Some security breaches are fairly exotic, requiring the use of sophisticated techniques that would make Rube Goldberg proud. These types of efforts require a hundred things to go right in order to succeed and typically require the time, patience and financial backing of an advanced threat actor.
One might think that sophisticated threat actors prefer sophisticated techniques. On the contrary, although a sophisticated adversary may have the capability to pull off a complicated attack, most people are surprised to learn that the majority of breaches still rely on stolen credentials. It is far easier to steal credentials and use them for covert activities than it is to locate a zero-day vulnerability in an external-facing system. And attackers will take the easiest path to achieve their objectives.
Stolen credentials provide many advantages in the attack lifecycle. Effectiveness goes up, and the risk of getting caught goes down. An attacker doesn’t have to spend as much time getting past security countermeasures designed to stop intruders. The attack does not require getting malware into the environment or finding a way to execute it. The adversary simply uses the stolen credentials to take on the appearance of a trusted user, which reduces the risk of getting caught.

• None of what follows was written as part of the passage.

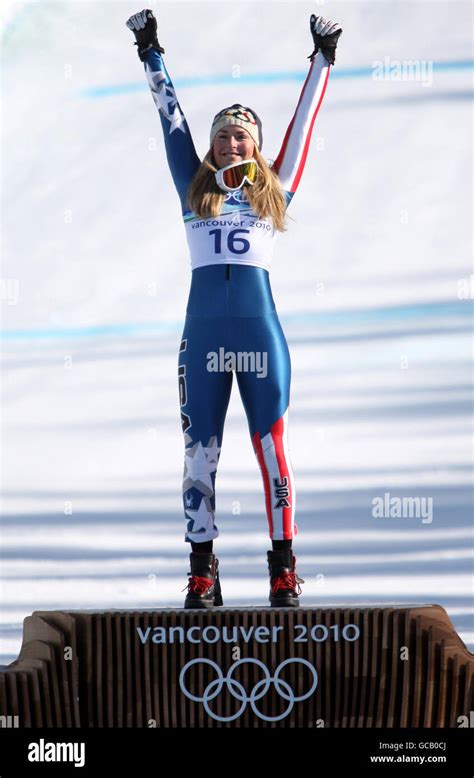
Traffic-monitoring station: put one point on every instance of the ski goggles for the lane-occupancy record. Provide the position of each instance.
(234, 176)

There is no shortage of advice on what to do about password risks, but to date most of them have focused on a problem space that bears little resemblance to the targeted attack. The advice to use filtering solutions to stop malicious links to credential phishing sites in email presumes that a security team knows the link is malicious before the user clicks. It also presumes that the link is coming via email. In a targeted credential phishing attack, one cannot assume either to be true, for there are many ways to cloak a site’s true nature, and many ways to get a link to the victim other than email.

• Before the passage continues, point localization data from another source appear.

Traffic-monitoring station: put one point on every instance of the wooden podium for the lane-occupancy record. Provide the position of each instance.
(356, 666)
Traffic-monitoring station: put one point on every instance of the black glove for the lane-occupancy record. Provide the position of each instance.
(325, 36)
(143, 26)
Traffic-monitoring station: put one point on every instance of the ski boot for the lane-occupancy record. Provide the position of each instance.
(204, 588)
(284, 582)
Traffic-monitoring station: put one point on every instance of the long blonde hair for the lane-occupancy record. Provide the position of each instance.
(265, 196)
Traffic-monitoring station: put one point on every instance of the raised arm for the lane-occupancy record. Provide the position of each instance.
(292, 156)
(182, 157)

The common practice of using multi-factor authentication to address the threat of stolen passwords is a good idea but hard to implement at enterprise scale. In most cases, organizations have a hard time trying to deploy multi-factor authentication across their application landscape. Political issues crop up when the security teams ask the application owners to make changes to their authentication methods. Application owners care about uptime and functionality, and it can be a hard sell to get them to add more security. Technological issues crop up when dealing with the myriad of resources that use passwords, many of which have little support for third-party authentication servers or plugins.
In PAN-OS 8.0, we’re pleased to announce new features that help organizations prevent the attacker’s ability to use stolen credentials. These new capabilities layer into the Next-Generation Security Platform, making it difficult to steal and use credentials in a successful attack. One of the new innovations that we’ve added to the platform is to stop the leakage of credentials to an unauthorized website. This is because in-line inspection of network traffic by the platform makes it possible to implement policies that restrict the sites to which users can submit their corporate credentials. These measures are important, for they act as the safety net to stop credentials from being submitted to credential phishing sites, including sites that have never been seen before.
In addition, the platform goes a step further to disrupt an attacker’s ability to use a set of stolen credentials to access critical applications. Our next-generation firewall enforces multi-factor authentication policy in the network, thus keeping the adversary away from any interaction with the application at all. This is a revolutionary approach to multi-factor authentication, for it strengthens security without having to make direct changes to the application itself, thus making implementation easier without the pain that can derail pervasive enforcement of multi-factor authentication policy.
Both of these key technologies help organizations prevent targeted credential phishing and the use of stolen credentials for lateral movement.